Le reste de son séjour fut plus calme, mais à aucun moment il n'eut à nouveau un aussi grand temps de parole que celui dont il avait bénéficié le premier soir. Il s'enferma donc progressivement dans un silence dont il ne sortait que pour approuver avec véhémence les propos de Lucius lorsque c'était attendu de lui, ou pour s'emporter sur leurs domestiques ou leur elfe de maison lorsqu'il se sentait à bout de nerfs. Le soir de Noël, dans le salon merveilleusement décoré pour l'occasion, les trois Malefoy échangèrent leurs présents dans un calme et un silence qui n'était interrompu que par les chants de Noël sorciers émanant du phonographe. Drago avait reçu une tapisserie retraçant la généalogie de la très noble et très ancienne famille Malefoy à afficher dans sa chambre, ainsi qu'un bracelet sur lequel un élégant sablier ensorcelé en verre affichait l'écoulement du temps durant la journée. A l'image du sablier des points de Serpentard, celui-ci contenait également des émeraudes. Drago promit de le porter tous les jours par la suite. La soirée se termina tôt, et une fois de retour dans sa chambre, Drago contempla sa nouvelle tapisserie fraîchement accrochée au mur, se demandant s'il deviendrait lui-même un jour suffisamment connu pour que les prochaines générations Malefoy lisent son nom et commémorent ses accomplissements. Drago s'endormit avec ces rêves de gloire.

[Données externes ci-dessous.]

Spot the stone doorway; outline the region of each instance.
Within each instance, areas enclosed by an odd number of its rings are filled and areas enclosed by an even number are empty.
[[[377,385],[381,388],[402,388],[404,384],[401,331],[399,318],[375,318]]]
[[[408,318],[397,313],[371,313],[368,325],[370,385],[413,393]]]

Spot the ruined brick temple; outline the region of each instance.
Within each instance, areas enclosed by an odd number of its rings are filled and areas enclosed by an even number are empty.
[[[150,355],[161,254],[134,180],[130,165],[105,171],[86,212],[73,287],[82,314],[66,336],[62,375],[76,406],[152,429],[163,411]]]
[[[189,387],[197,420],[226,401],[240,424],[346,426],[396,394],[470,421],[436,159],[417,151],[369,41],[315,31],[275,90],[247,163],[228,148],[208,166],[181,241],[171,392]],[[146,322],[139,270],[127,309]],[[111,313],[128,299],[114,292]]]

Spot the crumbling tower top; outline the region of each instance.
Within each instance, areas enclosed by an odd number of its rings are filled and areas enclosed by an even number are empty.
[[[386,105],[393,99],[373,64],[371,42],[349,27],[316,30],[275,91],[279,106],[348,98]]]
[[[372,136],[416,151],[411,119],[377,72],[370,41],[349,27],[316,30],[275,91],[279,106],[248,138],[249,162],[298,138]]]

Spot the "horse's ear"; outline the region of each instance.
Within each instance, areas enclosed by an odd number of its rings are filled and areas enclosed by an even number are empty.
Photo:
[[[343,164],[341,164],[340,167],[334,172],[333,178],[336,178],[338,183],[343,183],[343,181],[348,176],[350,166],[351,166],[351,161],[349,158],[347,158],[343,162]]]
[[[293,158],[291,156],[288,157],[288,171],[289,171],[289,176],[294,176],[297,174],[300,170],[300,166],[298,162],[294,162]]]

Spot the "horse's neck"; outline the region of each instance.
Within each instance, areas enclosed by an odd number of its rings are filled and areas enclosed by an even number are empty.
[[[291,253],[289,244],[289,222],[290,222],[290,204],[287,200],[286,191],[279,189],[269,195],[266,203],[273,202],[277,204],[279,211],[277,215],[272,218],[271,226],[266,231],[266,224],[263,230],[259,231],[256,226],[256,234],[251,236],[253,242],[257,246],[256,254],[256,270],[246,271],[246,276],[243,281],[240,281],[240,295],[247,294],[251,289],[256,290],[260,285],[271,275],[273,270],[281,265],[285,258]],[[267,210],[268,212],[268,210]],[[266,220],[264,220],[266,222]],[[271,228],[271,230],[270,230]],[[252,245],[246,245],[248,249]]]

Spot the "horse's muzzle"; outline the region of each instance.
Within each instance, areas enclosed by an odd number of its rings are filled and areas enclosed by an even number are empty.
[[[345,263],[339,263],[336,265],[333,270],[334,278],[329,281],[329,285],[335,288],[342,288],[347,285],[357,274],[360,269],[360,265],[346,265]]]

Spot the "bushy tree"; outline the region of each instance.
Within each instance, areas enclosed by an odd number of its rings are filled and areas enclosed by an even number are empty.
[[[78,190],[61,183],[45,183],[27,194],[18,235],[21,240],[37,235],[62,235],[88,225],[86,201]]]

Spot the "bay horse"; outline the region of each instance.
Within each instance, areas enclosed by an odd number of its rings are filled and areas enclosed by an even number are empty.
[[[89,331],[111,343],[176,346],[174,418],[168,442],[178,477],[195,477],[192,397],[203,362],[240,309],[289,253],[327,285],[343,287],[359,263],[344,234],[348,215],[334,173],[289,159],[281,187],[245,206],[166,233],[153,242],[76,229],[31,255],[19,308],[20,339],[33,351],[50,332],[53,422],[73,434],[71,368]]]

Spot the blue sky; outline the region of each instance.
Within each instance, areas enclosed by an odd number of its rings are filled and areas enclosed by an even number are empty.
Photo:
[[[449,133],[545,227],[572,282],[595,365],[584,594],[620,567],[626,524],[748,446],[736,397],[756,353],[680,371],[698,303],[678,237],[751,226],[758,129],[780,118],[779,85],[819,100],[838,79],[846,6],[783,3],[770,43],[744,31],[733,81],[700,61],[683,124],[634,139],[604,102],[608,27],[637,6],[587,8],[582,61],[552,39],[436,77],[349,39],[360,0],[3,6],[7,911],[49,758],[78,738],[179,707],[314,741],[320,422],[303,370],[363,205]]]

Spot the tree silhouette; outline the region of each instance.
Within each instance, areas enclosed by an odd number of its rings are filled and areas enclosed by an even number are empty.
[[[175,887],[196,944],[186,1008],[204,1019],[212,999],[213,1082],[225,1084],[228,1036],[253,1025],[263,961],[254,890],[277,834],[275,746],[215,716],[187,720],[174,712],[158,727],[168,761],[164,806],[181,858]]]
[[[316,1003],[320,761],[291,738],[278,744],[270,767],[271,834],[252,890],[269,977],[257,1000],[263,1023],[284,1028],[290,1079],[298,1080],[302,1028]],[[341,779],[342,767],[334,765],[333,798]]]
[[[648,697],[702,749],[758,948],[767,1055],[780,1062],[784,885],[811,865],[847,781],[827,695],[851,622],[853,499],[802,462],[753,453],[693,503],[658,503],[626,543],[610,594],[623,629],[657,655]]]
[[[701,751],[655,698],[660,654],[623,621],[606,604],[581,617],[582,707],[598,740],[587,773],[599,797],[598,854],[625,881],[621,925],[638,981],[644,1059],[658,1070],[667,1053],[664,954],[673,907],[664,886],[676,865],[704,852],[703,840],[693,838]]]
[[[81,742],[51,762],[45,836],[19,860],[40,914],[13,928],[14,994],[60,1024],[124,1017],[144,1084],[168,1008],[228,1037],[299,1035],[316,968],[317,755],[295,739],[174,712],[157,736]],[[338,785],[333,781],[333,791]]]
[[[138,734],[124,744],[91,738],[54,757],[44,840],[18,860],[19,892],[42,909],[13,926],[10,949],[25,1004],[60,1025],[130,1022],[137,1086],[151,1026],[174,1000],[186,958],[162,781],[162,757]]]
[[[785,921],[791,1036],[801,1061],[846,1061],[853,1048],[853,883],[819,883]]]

Le jour de l'an, les Malefoy recevaient de la compagnie, mais puisque personne d'autre n'était âgé de onze ans, Drago fut bien vite envoyé au lit, après qu'il eut salué les invités et démontré les politesses nécessaires. De sa chambre, il entendait la rumeur des conversations au rez-de-chaussée, mais se sentait plus seul qu'il ne l'avait été depuis Septembre. Plus que deux jours avant de retourner à Poudlard.
Après avoir quitté ses parents dans la dignité propre aux Malefoy, Drago remonta dans le Poudlard Express avec une fébrilité bien dissimulée. Le trajet passa dans un brouhaha flou où il n'écoutait que d'une oreille Crabbe et Goyle lister leurs cadeaux de Noël. Il ressentit un grand soulagement lorsqu'il aperçut au loin la silhouette du château. Pourtant, une fois dans les dortoirs, impossible de s'endormir. S'étant à nouveau habitué au silence du Manoir, les ronflements sourds de Crabbe et les marmonnements de Goyle lui paraissaient bien trop bruyants. Frustré du sommeil qui ne venait pas et de ses deux semaines d'inactivité, Drago se sentit soudain téméraire et décida d'aller se promener dans le château de nuit. Il pourrait toujours prétendre souffrir d'un somnamagebulisme auquel aucune potion de sommeil ne pouvait venir à bout.
Drago n'avait encore jamais fait de telle entorse au règlement, et sa nervosité était palpable. Cependant, il finit par se relaxer au bout d'un moment, cette promenade nocturne ayant quelque chose d'étrangement apaisant. Sans croiser personne dans les couloirs vides, ses déambulations le menèrent à une salle de classe désaffectée. Il voyait la forme sombre de pupitres et de chaises entassées contre les murs. Il y avait également une corbeille à papiers retournée. Il remarqua aussi, appuyé contre le mur d'en face, quelque chose qui ne semblait pas appartenir au mobilier habituel d'une salle de classe, quelque chose que quelqu'un avait dû ranger là pour s'en débarrasser. C'était un miroir magnifique qui montait jusqu'au plafond avec un cadre d'or sculpté, posé sur deux pieds pourvus de griffes, comme des pattes d'animal. Une inscription était gravée au-dessus du miroir. Drago déchiffra: « riséd elrue ocnot edsi amega siv notsap ert nomen ej. »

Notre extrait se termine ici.